# Anyone have any good mothers day ideas involving animals?



## Heffanator (Apr 19, 2005)

The question was kind of confusing but I thought getting a big print of a pretty picture of kitty, and putting it in a frame. My mom worships her Miss Kitty, and since she doesn't have long with us, I thought it may be a good idea. 

Any more suggestions?
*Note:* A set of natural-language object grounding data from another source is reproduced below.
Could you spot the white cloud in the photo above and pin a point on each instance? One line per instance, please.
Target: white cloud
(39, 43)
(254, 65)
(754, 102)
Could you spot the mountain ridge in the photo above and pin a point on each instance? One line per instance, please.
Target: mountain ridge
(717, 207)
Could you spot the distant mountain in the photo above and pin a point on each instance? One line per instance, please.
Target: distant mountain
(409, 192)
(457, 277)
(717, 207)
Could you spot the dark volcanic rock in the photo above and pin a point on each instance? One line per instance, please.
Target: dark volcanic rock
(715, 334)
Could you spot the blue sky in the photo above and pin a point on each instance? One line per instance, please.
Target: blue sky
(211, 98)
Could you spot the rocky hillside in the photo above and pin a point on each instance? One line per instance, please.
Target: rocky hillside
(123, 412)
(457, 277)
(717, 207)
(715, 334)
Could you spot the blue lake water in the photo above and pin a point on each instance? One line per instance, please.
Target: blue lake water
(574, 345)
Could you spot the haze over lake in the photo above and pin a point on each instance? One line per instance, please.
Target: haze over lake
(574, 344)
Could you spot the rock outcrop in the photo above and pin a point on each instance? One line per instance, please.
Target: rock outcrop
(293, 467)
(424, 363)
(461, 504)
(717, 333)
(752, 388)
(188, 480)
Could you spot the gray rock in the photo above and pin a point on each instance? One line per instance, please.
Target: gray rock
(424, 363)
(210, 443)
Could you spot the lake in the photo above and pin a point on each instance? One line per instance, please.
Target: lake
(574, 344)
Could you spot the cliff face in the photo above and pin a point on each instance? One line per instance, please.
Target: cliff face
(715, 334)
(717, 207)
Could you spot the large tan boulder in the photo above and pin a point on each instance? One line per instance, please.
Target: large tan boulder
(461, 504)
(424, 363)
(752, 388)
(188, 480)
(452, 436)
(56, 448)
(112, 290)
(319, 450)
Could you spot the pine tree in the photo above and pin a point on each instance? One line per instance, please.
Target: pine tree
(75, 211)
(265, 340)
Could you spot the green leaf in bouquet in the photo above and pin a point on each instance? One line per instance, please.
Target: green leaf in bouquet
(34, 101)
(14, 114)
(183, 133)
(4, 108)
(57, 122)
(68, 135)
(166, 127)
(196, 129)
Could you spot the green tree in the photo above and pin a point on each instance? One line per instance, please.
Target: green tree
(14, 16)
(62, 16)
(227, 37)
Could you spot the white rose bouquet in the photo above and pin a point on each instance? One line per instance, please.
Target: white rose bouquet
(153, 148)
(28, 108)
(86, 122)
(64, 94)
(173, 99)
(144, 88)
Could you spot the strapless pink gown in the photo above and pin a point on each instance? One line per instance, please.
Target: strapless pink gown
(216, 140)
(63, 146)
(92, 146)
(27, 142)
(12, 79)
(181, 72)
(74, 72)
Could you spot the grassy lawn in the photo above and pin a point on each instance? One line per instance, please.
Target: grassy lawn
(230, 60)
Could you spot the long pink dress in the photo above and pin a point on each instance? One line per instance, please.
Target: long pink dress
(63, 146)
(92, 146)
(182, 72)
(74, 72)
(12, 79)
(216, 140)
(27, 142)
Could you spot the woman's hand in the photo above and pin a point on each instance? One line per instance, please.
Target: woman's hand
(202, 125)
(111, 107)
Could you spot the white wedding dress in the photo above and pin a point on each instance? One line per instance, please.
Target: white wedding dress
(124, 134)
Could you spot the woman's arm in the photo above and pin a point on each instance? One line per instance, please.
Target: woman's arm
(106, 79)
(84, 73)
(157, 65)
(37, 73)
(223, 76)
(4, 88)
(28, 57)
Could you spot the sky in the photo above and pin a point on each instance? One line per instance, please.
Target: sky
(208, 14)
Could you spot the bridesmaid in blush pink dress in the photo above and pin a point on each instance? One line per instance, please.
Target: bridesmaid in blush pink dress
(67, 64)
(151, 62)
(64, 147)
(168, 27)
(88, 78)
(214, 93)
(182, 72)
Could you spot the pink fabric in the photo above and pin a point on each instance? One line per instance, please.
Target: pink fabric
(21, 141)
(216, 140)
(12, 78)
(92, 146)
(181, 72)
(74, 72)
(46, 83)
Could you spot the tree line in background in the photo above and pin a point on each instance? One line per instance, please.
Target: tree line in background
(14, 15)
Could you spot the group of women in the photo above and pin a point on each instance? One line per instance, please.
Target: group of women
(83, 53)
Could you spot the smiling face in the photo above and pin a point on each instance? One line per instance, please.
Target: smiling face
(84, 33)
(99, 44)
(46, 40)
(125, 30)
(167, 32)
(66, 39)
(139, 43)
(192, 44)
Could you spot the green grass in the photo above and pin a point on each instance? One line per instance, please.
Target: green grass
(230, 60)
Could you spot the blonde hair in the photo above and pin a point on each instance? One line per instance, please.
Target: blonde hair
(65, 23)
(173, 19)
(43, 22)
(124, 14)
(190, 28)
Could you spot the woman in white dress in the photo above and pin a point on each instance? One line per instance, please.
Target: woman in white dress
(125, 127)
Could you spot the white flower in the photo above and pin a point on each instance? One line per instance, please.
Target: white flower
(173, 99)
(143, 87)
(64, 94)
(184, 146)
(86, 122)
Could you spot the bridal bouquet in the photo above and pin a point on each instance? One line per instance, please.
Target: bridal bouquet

I may need something more! 

Here are two pics I really like that I may use.
http://img.photobucket.com/albums/v103/heffanator/Animals/Pictures101.jpg 

http://img.photobucket.com/albums/v103/heffanator/Animals/Pictures059.jpg


----------



## Meggies Mum (Apr 28, 2005)

great gift idea, If you want some other ideas involving your fave photo, most photo centres can do fotos on mugs, mouse pads etc.I am one of those mum's who loves having my first cuppa of the day in my golden retriever mug!


----------



## Coopersmum (Apr 13, 2005)

Hi, do you have a lot of pictures of Miss Kitty, if so you could make a life story book about her, starting with the earliest picture you have and adding little thoughts and stories along the way and adding her pictures at her different stages in her life??


----------



## Meggies Mum (Apr 28, 2005)

just thought I'd say _*happy mothers day*_ to all the mums out there...


----------



## Heffanator (Apr 19, 2005)

aww! thanks! I don't have human children but I have 3 furbabies!! =)


----------



## Coopersmum (Apr 13, 2005)

We have our mothers day in March. My children made me the most disgusting cup of tea you could ever imagine and brought it up to my bed! I had to sit and drink it because they were looking at me in anticipation! I told them it was the best tea I had ever tasted


----------



## Heffanator (Apr 19, 2005)

oh gosh coopersmum that would totally suck. Oh well, you made them feel good, they really tried to make you happy, so I'd probably do the same thing too.


----------